訪れたかった場所がある。閉校となった上小学校皆越(みなごえ)分校(球磨郡あさぎり町)と白髪岳(標高1417m)を源流とする西平川である。
皆越は相良氏初代藤原(相良)長頼(1177~1254)が遠江国(とおとうみのくに)相良荘(現在の静岡県西部)から人吉に下向した際、長頼とともに安倍氏一族が移住定着した土地とされる。江戸期から明治28年までは皆越村、明治28年からは旧上村、そして平成15年には中球磨5町村の合併によって、あさぎり町皆越となった。
目的地の皆越分校は、明治17年に上村脇小学校分校として開校、昭和2年皆越尋常小学校、昭和22年上村立皆越小学校、昭和57年上村小学校皆越分校へと名称が変わる。
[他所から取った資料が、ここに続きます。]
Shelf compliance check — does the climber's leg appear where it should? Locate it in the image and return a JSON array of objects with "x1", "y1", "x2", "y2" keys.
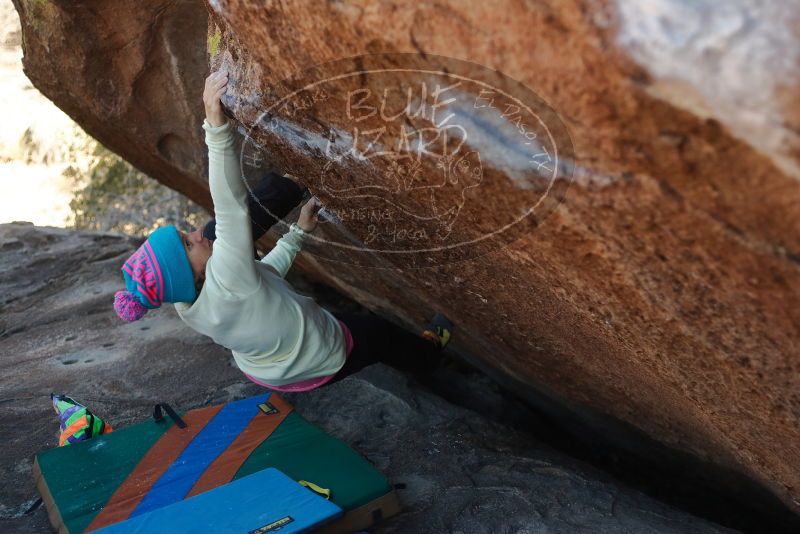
[
  {"x1": 203, "y1": 173, "x2": 303, "y2": 241},
  {"x1": 326, "y1": 313, "x2": 450, "y2": 385}
]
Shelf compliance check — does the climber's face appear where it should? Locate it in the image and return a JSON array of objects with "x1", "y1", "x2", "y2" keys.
[{"x1": 181, "y1": 228, "x2": 214, "y2": 281}]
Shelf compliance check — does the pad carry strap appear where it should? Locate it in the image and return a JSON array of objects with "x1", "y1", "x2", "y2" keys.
[{"x1": 153, "y1": 402, "x2": 186, "y2": 428}]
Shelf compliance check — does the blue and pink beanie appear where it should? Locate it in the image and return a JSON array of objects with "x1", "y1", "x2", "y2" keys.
[{"x1": 114, "y1": 226, "x2": 197, "y2": 322}]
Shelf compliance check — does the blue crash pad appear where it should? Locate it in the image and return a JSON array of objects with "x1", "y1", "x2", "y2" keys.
[{"x1": 96, "y1": 468, "x2": 342, "y2": 534}]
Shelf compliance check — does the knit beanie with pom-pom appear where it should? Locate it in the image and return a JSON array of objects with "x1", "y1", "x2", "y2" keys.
[{"x1": 114, "y1": 226, "x2": 197, "y2": 322}]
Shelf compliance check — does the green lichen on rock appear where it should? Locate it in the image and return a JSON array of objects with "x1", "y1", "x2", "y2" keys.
[{"x1": 208, "y1": 28, "x2": 222, "y2": 58}]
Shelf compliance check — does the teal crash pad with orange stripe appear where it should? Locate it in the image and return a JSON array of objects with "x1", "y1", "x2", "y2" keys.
[
  {"x1": 34, "y1": 393, "x2": 398, "y2": 533},
  {"x1": 96, "y1": 468, "x2": 342, "y2": 534}
]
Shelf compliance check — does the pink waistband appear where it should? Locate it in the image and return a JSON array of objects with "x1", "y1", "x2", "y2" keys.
[{"x1": 244, "y1": 321, "x2": 353, "y2": 393}]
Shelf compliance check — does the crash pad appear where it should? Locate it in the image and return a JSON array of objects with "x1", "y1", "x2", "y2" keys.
[
  {"x1": 96, "y1": 468, "x2": 342, "y2": 534},
  {"x1": 34, "y1": 392, "x2": 399, "y2": 533}
]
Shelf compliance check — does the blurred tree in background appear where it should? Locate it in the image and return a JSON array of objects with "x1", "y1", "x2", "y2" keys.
[{"x1": 64, "y1": 134, "x2": 209, "y2": 236}]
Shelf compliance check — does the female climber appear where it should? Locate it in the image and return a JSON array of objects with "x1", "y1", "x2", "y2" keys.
[{"x1": 114, "y1": 71, "x2": 453, "y2": 391}]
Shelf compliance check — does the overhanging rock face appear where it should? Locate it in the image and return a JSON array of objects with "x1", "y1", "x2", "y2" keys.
[{"x1": 12, "y1": 0, "x2": 800, "y2": 511}]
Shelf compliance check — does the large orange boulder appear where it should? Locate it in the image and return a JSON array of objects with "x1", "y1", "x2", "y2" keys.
[{"x1": 10, "y1": 0, "x2": 800, "y2": 528}]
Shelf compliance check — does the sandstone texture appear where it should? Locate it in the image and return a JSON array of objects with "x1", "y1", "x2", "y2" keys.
[
  {"x1": 10, "y1": 0, "x2": 800, "y2": 524},
  {"x1": 0, "y1": 224, "x2": 731, "y2": 534}
]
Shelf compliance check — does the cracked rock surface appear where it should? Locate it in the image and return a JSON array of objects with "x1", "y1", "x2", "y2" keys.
[{"x1": 0, "y1": 224, "x2": 728, "y2": 534}]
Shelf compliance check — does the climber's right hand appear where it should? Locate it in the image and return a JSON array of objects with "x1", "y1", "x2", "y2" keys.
[{"x1": 203, "y1": 70, "x2": 228, "y2": 126}]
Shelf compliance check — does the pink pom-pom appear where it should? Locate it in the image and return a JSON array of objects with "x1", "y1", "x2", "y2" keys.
[{"x1": 114, "y1": 291, "x2": 147, "y2": 323}]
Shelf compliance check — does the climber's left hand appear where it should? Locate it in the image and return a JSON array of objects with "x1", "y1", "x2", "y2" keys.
[{"x1": 203, "y1": 70, "x2": 228, "y2": 126}]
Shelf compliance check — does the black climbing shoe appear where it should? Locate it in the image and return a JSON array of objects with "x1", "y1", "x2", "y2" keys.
[{"x1": 422, "y1": 313, "x2": 455, "y2": 350}]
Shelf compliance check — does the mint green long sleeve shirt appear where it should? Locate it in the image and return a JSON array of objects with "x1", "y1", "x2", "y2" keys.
[{"x1": 175, "y1": 121, "x2": 345, "y2": 386}]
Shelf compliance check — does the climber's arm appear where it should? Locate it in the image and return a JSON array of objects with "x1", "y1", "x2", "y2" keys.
[
  {"x1": 261, "y1": 197, "x2": 321, "y2": 278},
  {"x1": 203, "y1": 72, "x2": 258, "y2": 295}
]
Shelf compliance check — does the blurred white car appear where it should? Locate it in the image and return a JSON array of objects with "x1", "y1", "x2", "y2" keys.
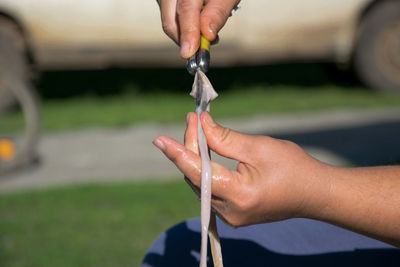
[{"x1": 0, "y1": 0, "x2": 400, "y2": 92}]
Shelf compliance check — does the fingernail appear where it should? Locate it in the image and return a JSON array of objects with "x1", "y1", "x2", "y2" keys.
[
  {"x1": 208, "y1": 23, "x2": 217, "y2": 35},
  {"x1": 181, "y1": 42, "x2": 190, "y2": 58},
  {"x1": 201, "y1": 112, "x2": 217, "y2": 127},
  {"x1": 153, "y1": 138, "x2": 165, "y2": 151},
  {"x1": 186, "y1": 113, "x2": 190, "y2": 124}
]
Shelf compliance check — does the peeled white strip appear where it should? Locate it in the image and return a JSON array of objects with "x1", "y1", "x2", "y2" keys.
[{"x1": 190, "y1": 71, "x2": 222, "y2": 267}]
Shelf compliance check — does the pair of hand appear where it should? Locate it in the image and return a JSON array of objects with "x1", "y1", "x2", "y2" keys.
[
  {"x1": 157, "y1": 0, "x2": 240, "y2": 59},
  {"x1": 154, "y1": 112, "x2": 326, "y2": 226}
]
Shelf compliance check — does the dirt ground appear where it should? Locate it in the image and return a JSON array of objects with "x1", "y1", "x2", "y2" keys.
[{"x1": 0, "y1": 108, "x2": 400, "y2": 192}]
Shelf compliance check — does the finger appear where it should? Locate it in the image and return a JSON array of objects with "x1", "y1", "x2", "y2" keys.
[
  {"x1": 200, "y1": 112, "x2": 257, "y2": 163},
  {"x1": 200, "y1": 0, "x2": 240, "y2": 41},
  {"x1": 159, "y1": 0, "x2": 179, "y2": 44},
  {"x1": 153, "y1": 136, "x2": 238, "y2": 198},
  {"x1": 176, "y1": 0, "x2": 203, "y2": 59},
  {"x1": 185, "y1": 112, "x2": 199, "y2": 155}
]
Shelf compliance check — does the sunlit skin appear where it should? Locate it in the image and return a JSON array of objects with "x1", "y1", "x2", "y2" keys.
[
  {"x1": 154, "y1": 113, "x2": 400, "y2": 246},
  {"x1": 154, "y1": 0, "x2": 400, "y2": 246},
  {"x1": 157, "y1": 0, "x2": 240, "y2": 59}
]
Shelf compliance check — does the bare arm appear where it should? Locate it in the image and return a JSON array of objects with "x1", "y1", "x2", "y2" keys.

そして、児童数減少のため平成23年3月に閉校する。

白髪岳の麓に残る皆越分校

清願寺ダム横の町道を登り詰めると、急に視界が広がる。白髪岳北面のゆるやかな傾斜地に皆越地区がある。分校は集落の中心地に近いところにあり、跡地はよく手入れされていた。運動場に立つと、薄雲のかかった白髪岳はすぐ目の前である。
皆越への町道から西平川沿いの林道に入るとヤマメの養魚場があり、立ち話をした。「西平川にはヤマメが放流されている。ヤマメ釣りが結構来る」という。養魚場のヤマメを見せてもらうと、体の側面に「木の葉・小判状」の斑紋模様(パーマーク)がはっきりとある。
西平川源流域にはあさぎり町の町有林が広がり、作業林道が白髪岳中腹へ向かって延びている。渓谷は照葉樹林が覆い、小さな渕が点々と現れる。水温は意外と低く、短い谷の割には水量が多い。林道の奥ではヒノキの植林地があり、抜けるとすぐに薄暗い森となる。そこにたった一本、真っ白な花をびっしりとつけた低木があった。近づくとハイノキの花が満開となっていた。